Warum strandete der Zug?

Jakob Schönhagen

Von Jakob Schönhagen

So, 14. Januar 2018

Südwest

Der Sonntag Teils widersprüchliche Aussagen zur ICE-Havarie.

Am Mittwochabend ist auf der Rheintalbahn-Strecke ein Zug liegen geblieben. Ohne Strom blieb der ICE, der von Köln nach Basel unterwegs war, im Bahnhof von Schallstadt stehen. Ein Fernbus brachte die Passagiere in der Nacht nach Basel – die Strecke blieb stundenlang gesperrt.

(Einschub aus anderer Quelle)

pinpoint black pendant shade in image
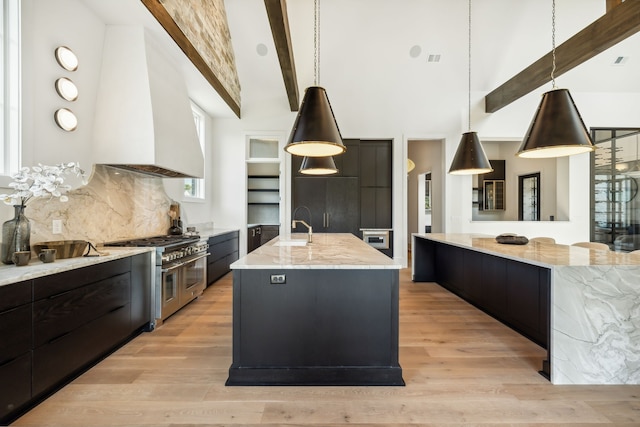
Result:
[449,132,493,175]
[516,89,595,158]
[299,156,338,175]
[284,86,346,157]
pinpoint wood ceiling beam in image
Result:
[141,0,240,118]
[264,0,300,111]
[607,0,622,12]
[485,0,640,113]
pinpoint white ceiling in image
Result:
[81,0,640,122]
[225,0,640,117]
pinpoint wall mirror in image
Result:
[470,140,569,221]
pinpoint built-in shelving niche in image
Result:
[247,138,280,225]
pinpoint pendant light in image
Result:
[299,156,338,175]
[516,0,595,158]
[449,0,493,175]
[284,0,346,157]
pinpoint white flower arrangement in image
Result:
[0,162,86,206]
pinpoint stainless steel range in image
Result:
[105,235,209,329]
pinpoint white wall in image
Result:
[11,0,218,231]
[407,140,446,244]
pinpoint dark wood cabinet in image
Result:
[0,254,152,423]
[207,231,238,286]
[413,239,551,348]
[360,140,392,187]
[291,139,360,178]
[247,225,262,253]
[482,255,507,316]
[0,281,32,423]
[292,177,360,236]
[292,139,393,237]
[260,225,280,245]
[33,258,132,397]
[360,140,393,229]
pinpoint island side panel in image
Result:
[227,269,404,385]
[551,265,640,384]
[411,236,437,282]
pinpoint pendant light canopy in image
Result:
[284,86,346,157]
[449,132,493,175]
[284,0,346,159]
[299,156,338,175]
[449,0,493,175]
[516,0,595,158]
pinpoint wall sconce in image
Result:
[53,108,78,132]
[55,46,78,71]
[55,77,78,101]
[53,46,78,132]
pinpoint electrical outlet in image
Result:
[271,274,287,285]
[51,219,62,234]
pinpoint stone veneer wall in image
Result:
[161,0,240,105]
[25,165,172,245]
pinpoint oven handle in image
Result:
[161,253,209,273]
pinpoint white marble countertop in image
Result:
[231,233,402,269]
[413,233,640,267]
[0,247,155,286]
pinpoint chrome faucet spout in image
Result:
[291,219,313,243]
[291,206,313,243]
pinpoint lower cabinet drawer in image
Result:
[0,351,31,425]
[0,304,31,364]
[33,304,131,397]
[33,273,131,347]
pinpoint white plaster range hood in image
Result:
[94,25,204,178]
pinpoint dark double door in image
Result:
[292,177,360,236]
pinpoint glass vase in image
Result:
[0,205,31,264]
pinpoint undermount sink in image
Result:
[273,240,307,246]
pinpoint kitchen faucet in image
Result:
[291,206,313,243]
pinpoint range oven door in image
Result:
[161,264,182,319]
[180,254,208,306]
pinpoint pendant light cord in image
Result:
[551,0,556,89]
[313,0,320,86]
[467,0,471,132]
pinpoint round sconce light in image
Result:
[55,46,78,71]
[56,77,78,101]
[53,108,78,132]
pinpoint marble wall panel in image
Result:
[26,165,172,244]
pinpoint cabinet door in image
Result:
[462,250,484,305]
[0,352,31,425]
[325,178,360,236]
[360,140,392,187]
[333,139,360,177]
[507,262,542,339]
[482,255,507,319]
[291,177,328,233]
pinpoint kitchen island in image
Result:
[226,233,404,385]
[412,234,640,384]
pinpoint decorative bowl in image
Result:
[31,240,89,259]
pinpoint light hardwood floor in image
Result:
[15,269,640,427]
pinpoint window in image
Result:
[0,0,20,183]
[590,128,640,251]
[184,102,206,200]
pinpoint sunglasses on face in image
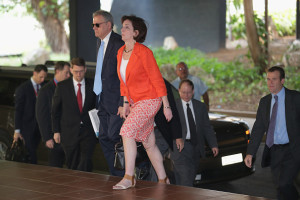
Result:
[92,22,106,28]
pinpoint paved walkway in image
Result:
[0,161,266,200]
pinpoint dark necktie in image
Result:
[186,103,197,144]
[77,83,82,113]
[266,95,278,148]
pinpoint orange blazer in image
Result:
[117,42,167,102]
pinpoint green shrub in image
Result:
[153,47,300,103]
[271,9,296,36]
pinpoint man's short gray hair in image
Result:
[93,10,114,28]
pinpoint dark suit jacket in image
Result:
[51,77,96,146]
[15,80,42,137]
[154,79,182,150]
[97,31,124,114]
[174,99,218,158]
[247,88,300,167]
[35,80,56,142]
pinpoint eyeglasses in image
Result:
[92,22,107,28]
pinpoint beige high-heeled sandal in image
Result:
[158,176,170,184]
[113,174,136,190]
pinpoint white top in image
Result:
[73,79,85,107]
[181,99,196,140]
[120,58,129,83]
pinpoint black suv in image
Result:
[0,66,254,186]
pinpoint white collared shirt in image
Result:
[181,99,196,139]
[73,78,85,107]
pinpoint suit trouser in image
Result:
[98,106,125,177]
[23,127,41,164]
[148,128,169,182]
[171,141,199,187]
[48,142,65,167]
[270,144,300,200]
[62,127,97,172]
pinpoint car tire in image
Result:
[0,131,10,160]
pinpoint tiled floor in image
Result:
[0,161,270,200]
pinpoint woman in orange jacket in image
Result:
[113,15,172,190]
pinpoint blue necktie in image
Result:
[94,41,104,95]
[266,95,278,148]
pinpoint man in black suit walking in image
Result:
[14,65,48,164]
[51,58,96,171]
[93,10,124,176]
[36,61,70,167]
[244,66,300,200]
[171,79,219,186]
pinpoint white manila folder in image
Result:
[89,108,100,138]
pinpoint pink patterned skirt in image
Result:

Ein unangenehmes Szenario: In einem Video auf der Webseite der Badischen Zeitung beschrieb ein Passagier des gestrandeten ICE, der von Köln nach Basel unterwegs gewesen war, am Mittwochabend die Vorkommnisse. "Es gab einen dumpfen Schlag von oben, gefolgt von Schleifgeräuschen." Danach ging gegen 22:20 Uhr nichts mehr. Die Oberleitung war über 200 Meter heruntergerissen. Nachdem Helfer des Roten Kreuzes den Zug evakuiert hatten, wurden die Passagiere in Fernbussen nach Basel gebracht.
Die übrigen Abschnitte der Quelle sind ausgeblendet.